Theres your problem - its old and all the components inside are probably all worn out. time to get a new one.

I never keep a PSU longer then 3years unless its my backup rig which is rarely powered on.


----------



## Irish_PXzyan (Apr 27, 2012)

I figured as much!
I'll be buying the Corsair TX750M on monday and hope it'll arrive next week friday!

I must ask. ASUS AI SUITE II is popping up a warning with +3.3v at 3.7v?? what's that about??


----------



## Irish_PXzyan (Apr 27, 2012)

I'm after replacing the GTX 560Ti with my old 8800GTS card and so far I've not experienced any crashing. even playing games that constantly crashed has all stopped.
At the moment it really does look as if the PSU just can't handle the overall system power requirements! 
Bring on the Corsair TX750M!


----------



## slyfox2151 (Apr 27, 2012)

newtekie1 said:


> Then why would you ever say a single rail is always better?
> 
> And yes.



you never have to worry about overloading a single rail.

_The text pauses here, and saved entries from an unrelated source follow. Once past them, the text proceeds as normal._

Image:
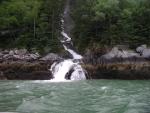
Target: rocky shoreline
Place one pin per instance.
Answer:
(118, 63)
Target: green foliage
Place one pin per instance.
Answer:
(110, 22)
(30, 24)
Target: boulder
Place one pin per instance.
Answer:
(144, 51)
(116, 53)
(141, 48)
(20, 52)
(11, 52)
(51, 57)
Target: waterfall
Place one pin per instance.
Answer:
(69, 69)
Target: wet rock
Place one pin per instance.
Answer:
(141, 48)
(144, 51)
(51, 57)
(20, 52)
(11, 52)
(117, 53)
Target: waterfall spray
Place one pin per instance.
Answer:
(69, 68)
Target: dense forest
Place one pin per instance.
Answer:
(110, 22)
(31, 24)
(35, 24)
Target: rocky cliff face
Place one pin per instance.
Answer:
(118, 63)
(103, 63)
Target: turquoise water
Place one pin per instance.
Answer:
(95, 96)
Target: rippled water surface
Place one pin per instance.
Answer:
(101, 96)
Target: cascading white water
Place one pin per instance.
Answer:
(62, 69)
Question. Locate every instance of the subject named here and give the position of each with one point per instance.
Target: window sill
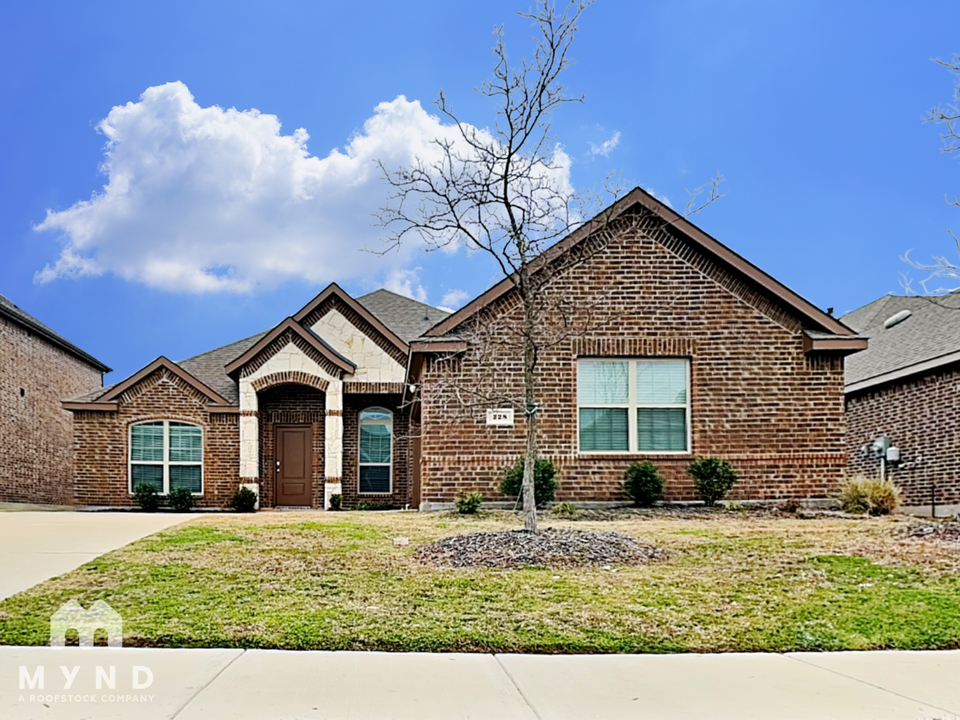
(685, 455)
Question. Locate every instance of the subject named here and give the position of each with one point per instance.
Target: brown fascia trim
(295, 326)
(840, 344)
(420, 348)
(94, 406)
(54, 339)
(334, 290)
(713, 247)
(169, 365)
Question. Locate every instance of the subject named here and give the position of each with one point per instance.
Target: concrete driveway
(36, 546)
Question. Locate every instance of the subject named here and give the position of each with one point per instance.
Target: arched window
(166, 454)
(376, 451)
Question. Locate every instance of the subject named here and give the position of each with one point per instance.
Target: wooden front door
(293, 449)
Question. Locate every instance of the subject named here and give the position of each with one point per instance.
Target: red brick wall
(352, 406)
(290, 405)
(36, 436)
(757, 400)
(921, 416)
(101, 442)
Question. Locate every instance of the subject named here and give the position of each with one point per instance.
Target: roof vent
(896, 319)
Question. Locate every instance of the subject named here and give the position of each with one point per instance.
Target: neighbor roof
(928, 338)
(11, 311)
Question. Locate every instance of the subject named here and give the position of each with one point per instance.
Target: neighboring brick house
(906, 388)
(38, 368)
(692, 351)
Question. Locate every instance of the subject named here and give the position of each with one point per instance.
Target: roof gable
(108, 399)
(292, 326)
(408, 318)
(640, 199)
(927, 339)
(334, 292)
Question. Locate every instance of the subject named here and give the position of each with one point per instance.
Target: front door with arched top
(293, 465)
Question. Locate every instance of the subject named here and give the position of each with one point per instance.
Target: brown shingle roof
(928, 338)
(208, 367)
(11, 311)
(405, 317)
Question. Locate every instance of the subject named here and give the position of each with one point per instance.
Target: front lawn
(729, 582)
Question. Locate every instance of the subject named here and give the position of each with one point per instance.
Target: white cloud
(453, 298)
(406, 283)
(606, 147)
(206, 199)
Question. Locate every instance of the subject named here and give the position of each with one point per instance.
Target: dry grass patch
(728, 581)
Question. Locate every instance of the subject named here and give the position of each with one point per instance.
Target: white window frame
(166, 462)
(393, 442)
(633, 407)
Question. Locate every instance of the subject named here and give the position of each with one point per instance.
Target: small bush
(644, 484)
(181, 500)
(244, 500)
(712, 479)
(791, 505)
(564, 509)
(376, 506)
(544, 481)
(469, 504)
(147, 497)
(869, 495)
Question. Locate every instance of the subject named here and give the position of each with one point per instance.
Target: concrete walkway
(276, 685)
(36, 546)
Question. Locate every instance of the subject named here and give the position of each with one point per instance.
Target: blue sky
(811, 110)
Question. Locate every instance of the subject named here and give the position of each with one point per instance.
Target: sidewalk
(276, 685)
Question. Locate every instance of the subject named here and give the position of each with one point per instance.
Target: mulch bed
(551, 547)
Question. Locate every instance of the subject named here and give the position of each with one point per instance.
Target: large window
(166, 454)
(376, 451)
(634, 406)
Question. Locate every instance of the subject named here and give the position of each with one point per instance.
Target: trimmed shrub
(869, 495)
(469, 504)
(376, 506)
(147, 497)
(544, 481)
(791, 505)
(564, 509)
(712, 478)
(244, 500)
(181, 500)
(644, 484)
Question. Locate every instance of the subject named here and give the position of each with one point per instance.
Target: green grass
(730, 582)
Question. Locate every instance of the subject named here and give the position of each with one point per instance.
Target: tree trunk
(530, 397)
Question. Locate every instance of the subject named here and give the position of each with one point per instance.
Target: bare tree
(941, 268)
(504, 192)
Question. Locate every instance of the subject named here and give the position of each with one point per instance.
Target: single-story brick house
(906, 388)
(691, 351)
(38, 368)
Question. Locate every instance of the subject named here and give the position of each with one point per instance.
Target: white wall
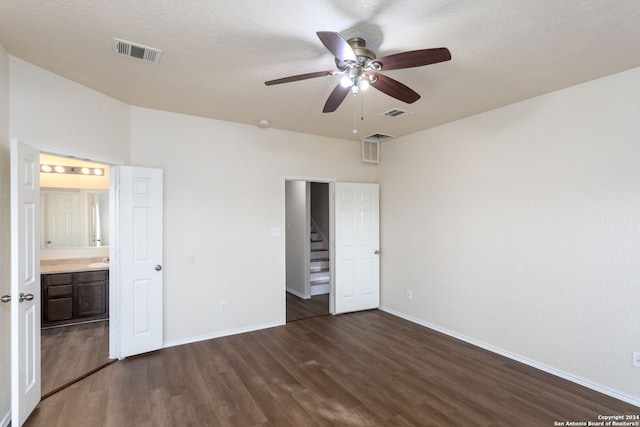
(48, 110)
(297, 237)
(5, 240)
(519, 228)
(224, 192)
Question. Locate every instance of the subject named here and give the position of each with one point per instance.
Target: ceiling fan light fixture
(346, 82)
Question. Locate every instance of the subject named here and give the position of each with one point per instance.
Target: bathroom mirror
(73, 218)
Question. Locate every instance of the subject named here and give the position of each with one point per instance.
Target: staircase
(320, 276)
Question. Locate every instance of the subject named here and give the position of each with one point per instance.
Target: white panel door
(25, 281)
(139, 260)
(357, 240)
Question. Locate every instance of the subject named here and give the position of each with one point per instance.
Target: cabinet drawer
(59, 309)
(58, 279)
(59, 291)
(92, 276)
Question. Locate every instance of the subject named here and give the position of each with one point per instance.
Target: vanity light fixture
(71, 170)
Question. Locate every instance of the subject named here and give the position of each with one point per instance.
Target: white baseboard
(298, 293)
(533, 364)
(190, 340)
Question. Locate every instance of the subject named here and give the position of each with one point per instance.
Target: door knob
(25, 297)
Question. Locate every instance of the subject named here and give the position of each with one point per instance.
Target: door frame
(113, 283)
(324, 180)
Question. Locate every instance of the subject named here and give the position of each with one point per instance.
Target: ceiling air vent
(378, 137)
(138, 51)
(396, 112)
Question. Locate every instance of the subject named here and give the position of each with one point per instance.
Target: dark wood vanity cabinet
(74, 297)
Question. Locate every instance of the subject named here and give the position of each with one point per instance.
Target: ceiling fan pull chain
(355, 118)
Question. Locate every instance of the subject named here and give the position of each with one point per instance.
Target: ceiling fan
(361, 68)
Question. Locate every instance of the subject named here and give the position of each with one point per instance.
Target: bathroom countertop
(69, 265)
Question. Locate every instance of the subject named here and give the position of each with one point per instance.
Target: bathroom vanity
(75, 291)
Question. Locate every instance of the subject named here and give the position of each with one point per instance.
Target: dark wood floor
(361, 369)
(71, 351)
(299, 308)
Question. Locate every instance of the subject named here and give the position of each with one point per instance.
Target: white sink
(99, 265)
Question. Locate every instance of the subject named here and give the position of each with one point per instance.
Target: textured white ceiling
(217, 54)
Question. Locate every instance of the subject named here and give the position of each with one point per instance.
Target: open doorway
(74, 235)
(308, 249)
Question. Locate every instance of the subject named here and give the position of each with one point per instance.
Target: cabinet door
(91, 299)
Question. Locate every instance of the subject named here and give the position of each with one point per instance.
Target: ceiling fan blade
(302, 77)
(395, 89)
(337, 46)
(335, 99)
(414, 58)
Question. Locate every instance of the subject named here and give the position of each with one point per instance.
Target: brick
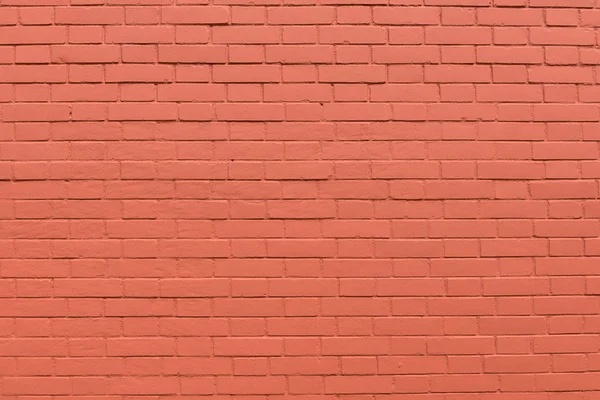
(363, 199)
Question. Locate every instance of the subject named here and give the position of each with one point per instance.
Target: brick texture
(299, 199)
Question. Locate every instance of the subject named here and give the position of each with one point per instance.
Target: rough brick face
(299, 199)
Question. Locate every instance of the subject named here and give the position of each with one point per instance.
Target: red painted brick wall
(299, 199)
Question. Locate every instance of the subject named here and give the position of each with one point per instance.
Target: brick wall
(299, 199)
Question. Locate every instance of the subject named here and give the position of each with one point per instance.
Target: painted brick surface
(299, 199)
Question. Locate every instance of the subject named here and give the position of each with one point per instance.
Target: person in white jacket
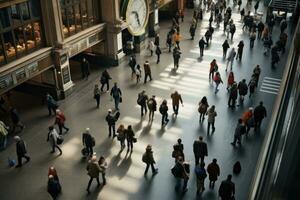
(52, 139)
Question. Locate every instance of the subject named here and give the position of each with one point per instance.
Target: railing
(270, 161)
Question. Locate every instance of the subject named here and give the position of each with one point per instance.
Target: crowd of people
(251, 118)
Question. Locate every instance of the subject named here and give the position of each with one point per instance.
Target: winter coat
(93, 169)
(52, 137)
(21, 148)
(176, 98)
(213, 171)
(200, 148)
(211, 115)
(148, 157)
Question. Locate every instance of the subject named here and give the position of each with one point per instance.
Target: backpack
(237, 168)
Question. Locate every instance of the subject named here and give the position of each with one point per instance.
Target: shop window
(4, 18)
(9, 45)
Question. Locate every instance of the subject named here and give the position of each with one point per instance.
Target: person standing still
(200, 150)
(52, 139)
(176, 98)
(147, 71)
(116, 95)
(97, 95)
(93, 169)
(211, 113)
(149, 160)
(21, 151)
(213, 171)
(60, 121)
(142, 101)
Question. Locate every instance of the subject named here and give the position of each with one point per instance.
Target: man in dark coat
(111, 121)
(201, 46)
(88, 141)
(21, 151)
(260, 113)
(227, 189)
(200, 150)
(239, 131)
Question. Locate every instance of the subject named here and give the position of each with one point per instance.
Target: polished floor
(125, 178)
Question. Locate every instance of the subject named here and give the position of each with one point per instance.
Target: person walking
(176, 98)
(121, 135)
(52, 139)
(93, 169)
(176, 57)
(225, 47)
(202, 109)
(200, 177)
(213, 171)
(142, 101)
(130, 138)
(247, 115)
(111, 122)
(230, 59)
(51, 104)
(152, 106)
(103, 166)
(60, 120)
(227, 189)
(104, 80)
(211, 113)
(88, 141)
(233, 93)
(16, 121)
(202, 44)
(213, 68)
(116, 94)
(97, 95)
(163, 109)
(240, 50)
(53, 187)
(158, 52)
(217, 80)
(252, 39)
(147, 71)
(230, 80)
(149, 160)
(21, 151)
(239, 131)
(181, 172)
(243, 89)
(3, 135)
(200, 150)
(260, 112)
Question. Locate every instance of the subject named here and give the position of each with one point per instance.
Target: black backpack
(237, 168)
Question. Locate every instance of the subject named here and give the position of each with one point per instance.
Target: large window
(78, 15)
(20, 30)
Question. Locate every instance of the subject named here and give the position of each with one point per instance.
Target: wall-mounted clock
(136, 15)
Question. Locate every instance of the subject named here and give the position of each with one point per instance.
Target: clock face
(137, 13)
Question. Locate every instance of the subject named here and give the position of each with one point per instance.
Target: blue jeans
(117, 101)
(3, 141)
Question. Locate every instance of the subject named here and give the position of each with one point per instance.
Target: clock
(137, 14)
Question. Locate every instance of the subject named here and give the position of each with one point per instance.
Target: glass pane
(37, 32)
(77, 17)
(9, 45)
(84, 13)
(15, 15)
(30, 40)
(25, 11)
(35, 8)
(4, 18)
(20, 40)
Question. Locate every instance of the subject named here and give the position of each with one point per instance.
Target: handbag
(59, 140)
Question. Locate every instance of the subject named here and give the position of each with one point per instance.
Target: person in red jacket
(60, 121)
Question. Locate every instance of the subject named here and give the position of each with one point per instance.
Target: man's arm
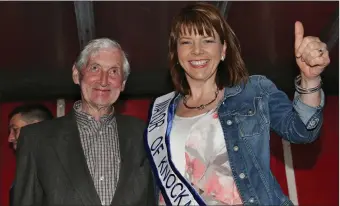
(27, 190)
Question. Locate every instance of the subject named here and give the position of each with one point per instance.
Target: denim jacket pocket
(251, 118)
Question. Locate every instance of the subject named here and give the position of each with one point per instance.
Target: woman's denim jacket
(247, 114)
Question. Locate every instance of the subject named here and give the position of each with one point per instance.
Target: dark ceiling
(39, 42)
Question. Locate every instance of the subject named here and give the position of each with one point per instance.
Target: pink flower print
(194, 168)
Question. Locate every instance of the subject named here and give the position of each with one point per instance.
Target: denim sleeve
(294, 121)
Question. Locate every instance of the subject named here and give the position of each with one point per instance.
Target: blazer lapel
(72, 157)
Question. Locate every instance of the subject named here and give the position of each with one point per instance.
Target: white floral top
(199, 153)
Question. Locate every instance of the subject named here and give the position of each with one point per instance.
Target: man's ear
(75, 75)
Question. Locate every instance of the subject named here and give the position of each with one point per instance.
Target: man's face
(102, 80)
(15, 123)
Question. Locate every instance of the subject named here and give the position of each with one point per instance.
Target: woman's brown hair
(200, 18)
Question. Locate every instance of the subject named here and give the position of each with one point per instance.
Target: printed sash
(175, 189)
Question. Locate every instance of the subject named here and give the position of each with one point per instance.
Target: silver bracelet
(302, 90)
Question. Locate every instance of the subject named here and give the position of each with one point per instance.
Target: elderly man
(21, 116)
(93, 155)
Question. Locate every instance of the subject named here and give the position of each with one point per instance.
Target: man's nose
(197, 48)
(11, 137)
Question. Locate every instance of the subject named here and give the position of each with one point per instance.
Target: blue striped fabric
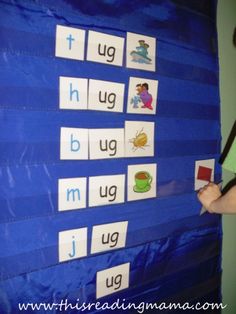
(174, 254)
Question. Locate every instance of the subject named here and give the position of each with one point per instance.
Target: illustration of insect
(139, 141)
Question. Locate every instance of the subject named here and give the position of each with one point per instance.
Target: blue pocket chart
(106, 109)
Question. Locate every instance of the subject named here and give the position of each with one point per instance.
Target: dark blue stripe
(184, 110)
(169, 21)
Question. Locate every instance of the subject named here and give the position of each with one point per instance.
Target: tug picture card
(140, 52)
(142, 96)
(139, 138)
(204, 173)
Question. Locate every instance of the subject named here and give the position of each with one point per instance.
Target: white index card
(70, 42)
(112, 280)
(73, 93)
(71, 193)
(106, 143)
(109, 236)
(105, 48)
(106, 96)
(73, 144)
(72, 244)
(106, 190)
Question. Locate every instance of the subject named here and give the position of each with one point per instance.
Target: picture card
(109, 237)
(106, 143)
(72, 244)
(112, 280)
(140, 52)
(70, 42)
(142, 96)
(105, 48)
(139, 138)
(73, 93)
(204, 173)
(71, 193)
(141, 181)
(106, 190)
(73, 144)
(106, 96)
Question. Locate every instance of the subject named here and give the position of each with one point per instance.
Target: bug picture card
(142, 96)
(139, 138)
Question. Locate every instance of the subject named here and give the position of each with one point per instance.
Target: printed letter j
(73, 248)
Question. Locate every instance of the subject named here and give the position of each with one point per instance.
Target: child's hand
(208, 194)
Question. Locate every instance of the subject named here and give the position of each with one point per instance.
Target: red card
(204, 173)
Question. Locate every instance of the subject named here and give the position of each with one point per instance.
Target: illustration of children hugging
(146, 97)
(135, 100)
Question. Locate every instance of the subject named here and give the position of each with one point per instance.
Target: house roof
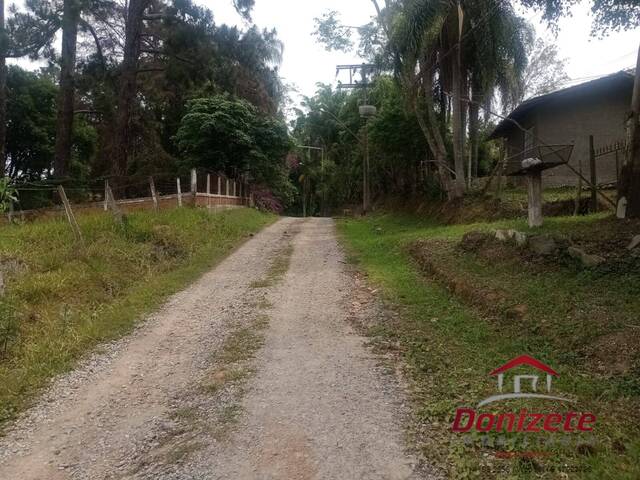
(618, 80)
(524, 360)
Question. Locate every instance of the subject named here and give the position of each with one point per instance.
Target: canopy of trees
(118, 98)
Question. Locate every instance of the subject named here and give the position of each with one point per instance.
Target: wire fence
(199, 187)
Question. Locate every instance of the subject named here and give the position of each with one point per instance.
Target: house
(569, 116)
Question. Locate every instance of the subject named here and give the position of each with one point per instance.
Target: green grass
(449, 347)
(61, 302)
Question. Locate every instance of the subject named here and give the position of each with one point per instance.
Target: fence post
(119, 216)
(70, 216)
(194, 185)
(578, 199)
(154, 194)
(106, 203)
(179, 192)
(534, 190)
(594, 177)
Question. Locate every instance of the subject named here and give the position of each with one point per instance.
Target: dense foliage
(230, 135)
(112, 101)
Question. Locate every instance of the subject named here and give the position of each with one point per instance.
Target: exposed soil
(237, 377)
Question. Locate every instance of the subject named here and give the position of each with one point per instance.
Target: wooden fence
(207, 190)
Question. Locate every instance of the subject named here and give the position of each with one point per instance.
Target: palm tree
(448, 48)
(495, 58)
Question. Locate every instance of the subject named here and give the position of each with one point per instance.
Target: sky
(306, 62)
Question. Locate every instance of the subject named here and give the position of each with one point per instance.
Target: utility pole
(324, 189)
(366, 112)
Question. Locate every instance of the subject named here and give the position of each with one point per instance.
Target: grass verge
(449, 347)
(61, 302)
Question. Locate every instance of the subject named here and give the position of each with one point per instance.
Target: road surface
(250, 373)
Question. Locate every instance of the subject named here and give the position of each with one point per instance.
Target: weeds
(449, 346)
(63, 305)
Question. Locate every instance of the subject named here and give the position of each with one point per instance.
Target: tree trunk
(66, 95)
(431, 130)
(629, 188)
(474, 124)
(128, 85)
(3, 91)
(457, 122)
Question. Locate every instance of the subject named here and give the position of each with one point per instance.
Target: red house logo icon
(518, 381)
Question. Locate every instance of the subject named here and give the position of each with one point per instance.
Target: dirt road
(253, 372)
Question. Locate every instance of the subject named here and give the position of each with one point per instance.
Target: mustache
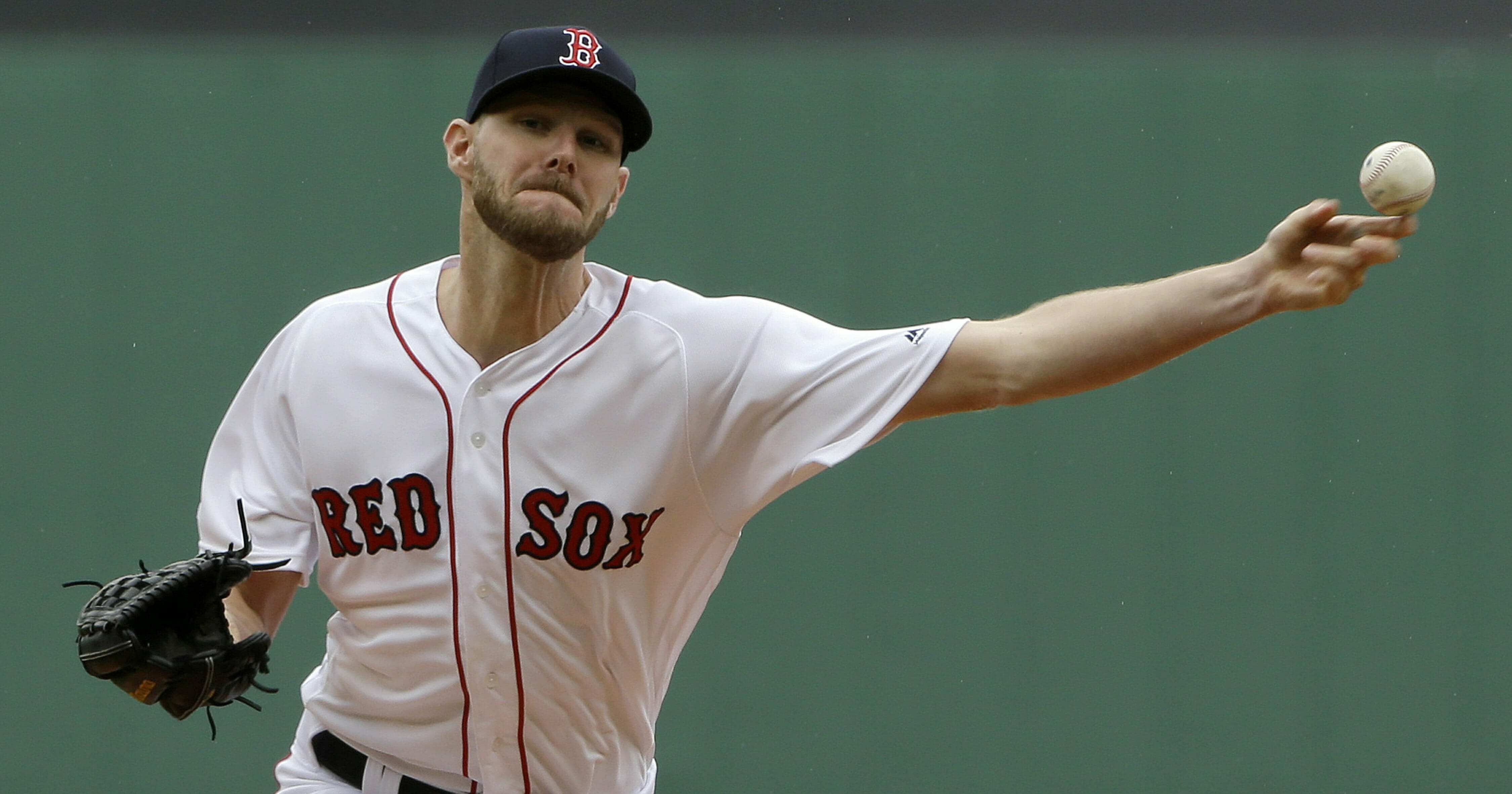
(557, 185)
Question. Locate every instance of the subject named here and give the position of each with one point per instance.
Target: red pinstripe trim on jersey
(451, 519)
(509, 515)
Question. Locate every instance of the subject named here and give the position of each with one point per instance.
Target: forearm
(261, 602)
(1103, 336)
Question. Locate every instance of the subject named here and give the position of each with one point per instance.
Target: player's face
(546, 171)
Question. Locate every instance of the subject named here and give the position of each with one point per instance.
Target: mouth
(554, 190)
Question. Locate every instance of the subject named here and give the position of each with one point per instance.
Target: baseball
(1396, 179)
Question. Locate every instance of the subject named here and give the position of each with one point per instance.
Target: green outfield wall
(1280, 563)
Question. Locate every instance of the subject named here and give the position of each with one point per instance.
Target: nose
(564, 155)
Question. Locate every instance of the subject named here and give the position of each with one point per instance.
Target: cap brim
(636, 120)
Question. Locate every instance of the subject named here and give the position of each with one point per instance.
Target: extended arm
(1089, 340)
(261, 602)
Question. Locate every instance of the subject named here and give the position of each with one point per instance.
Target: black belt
(348, 764)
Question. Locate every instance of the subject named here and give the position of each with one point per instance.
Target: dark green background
(1275, 565)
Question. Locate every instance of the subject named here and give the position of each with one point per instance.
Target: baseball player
(519, 474)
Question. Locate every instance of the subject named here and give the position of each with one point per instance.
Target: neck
(500, 299)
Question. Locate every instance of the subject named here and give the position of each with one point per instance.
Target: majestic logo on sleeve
(412, 503)
(590, 531)
(583, 50)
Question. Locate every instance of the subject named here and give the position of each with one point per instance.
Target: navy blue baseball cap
(568, 53)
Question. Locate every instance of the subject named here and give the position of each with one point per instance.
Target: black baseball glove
(162, 634)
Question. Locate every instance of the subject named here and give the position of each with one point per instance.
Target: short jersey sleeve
(255, 457)
(785, 395)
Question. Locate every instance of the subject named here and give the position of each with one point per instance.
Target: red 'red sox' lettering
(589, 533)
(415, 509)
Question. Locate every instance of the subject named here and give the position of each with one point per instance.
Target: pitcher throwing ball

(at least thats what i have read many times reading this forum) you may correct me if im wrong.


----------



## 95Viper (Apr 28, 2012)

Irish_PXzyan said:


> I figured as much!
> I'll be buying the Corsair TX750M on monday and hope it'll arrive next week friday!
> 
> I must ask. ASUS AI SUITE II is popping up a warning with +3.3v at 3.7v?? what's that about??



Yep, looks like your PSU.
Well, the Anti Surge Monitor did it's job, it seems.  +1 for ASUS.

I believe that the Anti Surge Monitor is looking for a 5% or so overvoltage from the 3.3V, 5V and 12V.
That would mean anything on the 3.3V rail over 3.465V (3.3V*5%= approx. .165V) should/would trip the alarm/notification.
So, 3.7 is a little over that. 

This is what I was speaking about dis-abling the anti-surge; *if, your PSU tested OK*.


You can, also, look at what the motherboard sees for your monitored voltages on that screen.

Well, hope the new PSU takes care of it... looks like it should.
Goodluck


----------



## Irish_PXzyan (Apr 28, 2012)

Ah right that makes sense now!
I'll just get the PSU and hope for the best. 
With the 8800GTS the system is stable! never crashed yet so it must just be a lack of power for the 560Ti!

Bit happy now!


----------